Digestive system samples were macerated in pull (n = 3 individuals per experimental unit) with 100 mM L−1 of glycine-HCl pH 2 for the analysis of stomach proteases and 50 mM L−1 of Tris-HCl + 12.5 mM L−1 CaCl2 pH 7.5 for the analysis of intestinal proteases. Samples were centrifuged at 16,000 g at 4 °C for 15 min. The supernatant was collected and stored at −80 °C. For this study, each biological sample was measured in triplicate. Soluble protein quantification was performed using the Bradford technique [36]. For the evaluation of the activity of acid proteases (stomach) the method of Anson [37] was used, using 0.25% hemoglobin as a substrate solubilized in 100 mM L−1 of glycine-HCl at pH 2. Alkaline (intestinal) proteases measurement, 0.25% casein were solubilized in 50 mM L−1 of Tris-Cl and 10 mM L−1 of CaCl2 pH 9.0 was used [38]. The procedure for both techniques was continued, incubating them at 37 °C and stopping the reaction with 0.5 mL of 10% trichloroacetic acid, which was then centrifuged at 16,000 g for 15 min at 4 °C. The absorbance was read at 280 nm. The lipase activity was measured with the intestinal extracts following the method of Versaw et al. [39], for which 100 mM L−1 of sodium taurocholate, 50 mM L−1 of Tris-HCl pH 7.5, and 100 mM L−1 of β-naphthyl acetate were used as substrates. The extract was incubated for 30 min at 37 °C and the reaction was quenched with 0.5 mL of 10% trichloroacetic acid and ethyl acetate (1:1 v/v); absorbance was read at 540 nm. The α-amylase activity was measured with the intestinal extracts employing the Robyt and Whelan [40] technique and the substrate used was 2% starch in a 0.05 M L−1 NaCl sodium citrate buffer at pH 7.5. Samples were incubated at 37 °C for 50 min and activity was quantified at 600 nm. All data obtained are shown as U mg protein−1 according to the following equations: units by mL (U mL−1) = [Δabs × final reaction volume (mL)] [ε × time (min) × extract volume (mL)]−1; specific activity (U mg protein−1) = U mL × mg of soluble protein−1, where “ε” represents the molar extinction coefficient.
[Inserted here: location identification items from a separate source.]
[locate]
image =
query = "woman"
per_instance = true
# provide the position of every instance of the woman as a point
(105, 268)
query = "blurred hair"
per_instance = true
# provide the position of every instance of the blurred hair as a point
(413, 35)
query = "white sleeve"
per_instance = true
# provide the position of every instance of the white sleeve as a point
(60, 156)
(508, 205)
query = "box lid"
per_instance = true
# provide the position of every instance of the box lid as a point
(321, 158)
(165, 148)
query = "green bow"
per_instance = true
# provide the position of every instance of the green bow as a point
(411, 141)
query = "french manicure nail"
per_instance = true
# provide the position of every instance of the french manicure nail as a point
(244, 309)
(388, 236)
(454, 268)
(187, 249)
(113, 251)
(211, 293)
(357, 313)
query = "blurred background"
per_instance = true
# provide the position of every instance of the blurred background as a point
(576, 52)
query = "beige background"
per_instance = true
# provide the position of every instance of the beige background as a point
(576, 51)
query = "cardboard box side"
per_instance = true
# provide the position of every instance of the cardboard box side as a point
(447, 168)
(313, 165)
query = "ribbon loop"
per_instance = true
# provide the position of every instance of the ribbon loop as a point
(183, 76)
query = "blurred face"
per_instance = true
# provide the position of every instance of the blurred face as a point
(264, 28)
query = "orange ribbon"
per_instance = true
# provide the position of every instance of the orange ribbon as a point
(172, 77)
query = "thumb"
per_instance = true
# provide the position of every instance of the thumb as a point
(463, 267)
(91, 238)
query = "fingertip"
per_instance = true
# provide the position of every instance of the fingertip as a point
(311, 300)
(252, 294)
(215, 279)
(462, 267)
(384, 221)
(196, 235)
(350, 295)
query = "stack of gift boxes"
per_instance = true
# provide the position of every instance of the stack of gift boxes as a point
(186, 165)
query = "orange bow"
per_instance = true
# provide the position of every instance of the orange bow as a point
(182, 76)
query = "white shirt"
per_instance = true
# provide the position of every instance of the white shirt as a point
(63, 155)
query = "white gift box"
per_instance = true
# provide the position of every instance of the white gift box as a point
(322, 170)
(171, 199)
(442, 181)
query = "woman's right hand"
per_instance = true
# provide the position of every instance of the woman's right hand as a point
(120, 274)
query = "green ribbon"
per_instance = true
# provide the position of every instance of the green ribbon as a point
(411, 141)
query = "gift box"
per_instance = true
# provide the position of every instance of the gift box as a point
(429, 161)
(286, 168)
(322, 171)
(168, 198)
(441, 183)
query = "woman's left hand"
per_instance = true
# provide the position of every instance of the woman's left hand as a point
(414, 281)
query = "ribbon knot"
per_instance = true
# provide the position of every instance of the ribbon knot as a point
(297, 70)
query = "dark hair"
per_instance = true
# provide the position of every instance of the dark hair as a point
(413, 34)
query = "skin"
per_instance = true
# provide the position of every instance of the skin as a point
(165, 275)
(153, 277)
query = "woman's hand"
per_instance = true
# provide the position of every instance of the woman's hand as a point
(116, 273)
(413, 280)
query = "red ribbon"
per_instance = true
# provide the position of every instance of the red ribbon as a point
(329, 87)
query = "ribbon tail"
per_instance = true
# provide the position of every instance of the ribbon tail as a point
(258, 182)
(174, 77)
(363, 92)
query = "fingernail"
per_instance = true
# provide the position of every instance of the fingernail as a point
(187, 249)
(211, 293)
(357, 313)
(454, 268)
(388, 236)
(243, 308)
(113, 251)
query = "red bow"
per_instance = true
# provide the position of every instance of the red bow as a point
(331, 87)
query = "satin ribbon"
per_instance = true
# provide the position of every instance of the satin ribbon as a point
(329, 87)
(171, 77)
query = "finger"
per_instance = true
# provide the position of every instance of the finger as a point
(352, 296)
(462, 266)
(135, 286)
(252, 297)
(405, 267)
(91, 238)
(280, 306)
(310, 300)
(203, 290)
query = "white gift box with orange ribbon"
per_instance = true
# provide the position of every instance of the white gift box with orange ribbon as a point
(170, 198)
2.7. Antioxidant Enzyme Activities

Intestinal multienzyme extracts were used to measure catalase (CAT), superoxide dismutase (SOD), and glutathione peroxidase (GPX) antioxidant activities. CAT, SOD, and GPX activities were performed using Cayman Chemical kits (Cat. 707002, Cat. 703102, and Cat. 706002, MI, USA), according to the supplier’s specifications. Each measurement was performed in triplicate using the following formulas: CAT activity (nmol min−1 mL−1) = [(μM of sample/20 min) × (sample dilution)]. SOD activity (U mL−1) = [(Sample LR -y-intercept/slope) 0.23 mL × 0.01 mL−1] × (sample dilution), where sample LR represent the SOD standard rate. GPX activity (nmol min−1 mL−1) = [(Δ340 × min/0.00373 μM) − 1 × (0.19 mL/0.002 mL)] × (Sample dilution). All activities were normalized using the Bradford [37] technique for soluble protein concentration.

2.8. Statistical Analysis

A one-way ANOVA and Tukey’s HSD posteriori test were performed to analyze statistical differences between treatments for survival, absolute weight gain, and digestive and antioxidant enzymes (SOD and CAT), which previously fulfilled the postulates of Normality (Kolmogorov–Smirnov) and homoscedasticity (Levene). Wet weight, total length, and GPx enzyme activity did not fulfill both postulates. Therefore, these variables were analyzed with non-parametric Kruskal–Wallis and a posteriori Nemenyi tests. A significance value of 0.05 was used to detect statistical differences. All tests were performed with Statistica V 7.0 program.

3. Results

3.1. Growth and Survival Rates

The results showed a significant difference (p < 0.05) in weight; the control diet with 0% inulin obtained the highest median value (±RI) of 0.078 ± 0.01 g, against treatments 1.0% and 1.5% inulin supplementation (0.069 ± 0.04 g and 0.068 ± 0.04 g, respectively (±RI)) (Figure 1a). The growth in total length behaved similarly to weight when detecting a high significance (p < 0.05), where the fish fed with the control diet shows similar results (2.89 ± 0.18 cm median and ±RI) to the larvae fed with the 2.5 and 2.0% inulin inclusions (2.85 ± 0.30 and 2.82 ± 0.21 cm (±RI)), respectively, while the rest of the treatments were statistically lower (Figure 1b). For weight gained, no significant differences were found (p > 0.05) between treatments (Control: 4.9011 ± 0.69%/day; 0.5% inulin: 4.0829 ± 0.54%/day; 1% inulin: 4.1529 ± 0.46%/day; 1.5% inulin: 4.2642 ± 0.54%/day; 2% inulin: 5.1907 ± 0.66%/day; and 2.5% inulin: 4.9442 ± 1.32%/day). However, survival did show significant differences (p < 0.05), where the fish fed with the inclusion of 2.5% inulin showed the highest median value (34.7 ± 5.5%) compared with larvae fed the control diet (15.1 ± 4.3%) (Figure 2).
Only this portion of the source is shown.